The Algebra of Language

Using ideas from theoretical physics, Matilde Marcolli has created a new mathematical framework for Noam Chomsky's model of language.

by Whitney Clavin

When mathematician Matilde Marcolli worked as a postdoc at MIT in the late 1990s, she used to sit in on classes taught by famed linguist Noam Chomsky. At the time, Chomsky was teaching an early version of his minimalist program of language, which breaks down all human languages to innate computations made by the brain. "I sat in this class, and I kept thinking, 'OK, I'm not understanding what is going on. But I think there is something that I, as a mathematician, should be able to understand because this looks so familiar,'" she says.

Thirty years later, Marcolli has written a forthcoming book with Chomsky and Bob Berwick, a professor of computer science and computational linguistics at MIT, that elucidates the math underlying Chomsky's models of language.

"Noam's work was so precise that it was easy to translate into math," says Marcolli, the Robert F. Christy Professor of Mathematics and Computing and Mathematical Sciences at Caltech. "After Bob and I started working on this with Noam, everything magically fell into place. I'm still surprised by how smoothly the mathematical formalism came together. Language, or human language syntax, is all about structure, while mathematics, and especially algebra, is really also the study of structure."

Chomsky's latest model of linguistics, developed over the last 10 years, further simplifies the minimalist model that first fascinated Marcolli more than two decades ago. The new version explains in detail how the human brain is born with an ability to comprehend and manipulate language to create meaningful sentences. At the model's core is a single computational operation, called merge, which essentially joins two words, or two parts of a sentence, together. These so-called syntactic objects can be merged with others to form and comprehend increasingly complicated sentences.

"There is one very basic operation in language that makes it possible for all humans to compute the elaborate structures that exist in a sentence," Marcolli says. "Our brains juggle the entire structure of a sentence, including all the building pieces, and we are able to manipulate them. This ability for language happens very early on, even when babies are exposed to so few examples."

Take the sentence, "The apple was eaten." In Chomsky's model, tree-like diagrams explain how our brains merge the elements of the sentence together. First, you have the object "the apple" designated as such:

This phrase is then joined with "eaten" to form:

The tense of the verb is added next:

At this point, our brains have built the structural components of the sentence. The phrase "the apple" is then extracted from the tree and joined at the root with the remaining tree structure to create the final sentence.
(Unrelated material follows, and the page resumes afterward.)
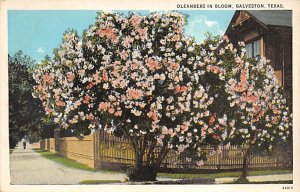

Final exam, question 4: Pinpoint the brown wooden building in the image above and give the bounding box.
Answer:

Credit: Rob Corder (creative commons)

Marcolli likens Chomsky's model to the mid-century mobiles by the artist Alexander Calder, in which objects dangle in a hierarchical fashion from distinct levels or tiers. In this metaphor, the whole mobile represents the overall structure of language, while the different levels are substructures. Within any level, there are yet more substructures—the dangling syntactic objects, which can be moved around and rearranged.  

For instance, when we transform the sentence, "The cat is hungry," to "Is the cat hungry?" we are extracting words, or substructures, from one level of the mobile and reinserting them back in a different position. Linguists call this transformation "movement." However, while these mobiles illustrate how our brains process language, they do not determine how we speak or write it.

"Once the mobiles, or trees, have been structurally built to denote the meaning of a sentence, the actual ordering of words in a sentence is like placing the three-dimensional Calder mobile on a table," Marcolli says. This “planar embedding,” or flattening of the mobile, creates a time-ordered sentence.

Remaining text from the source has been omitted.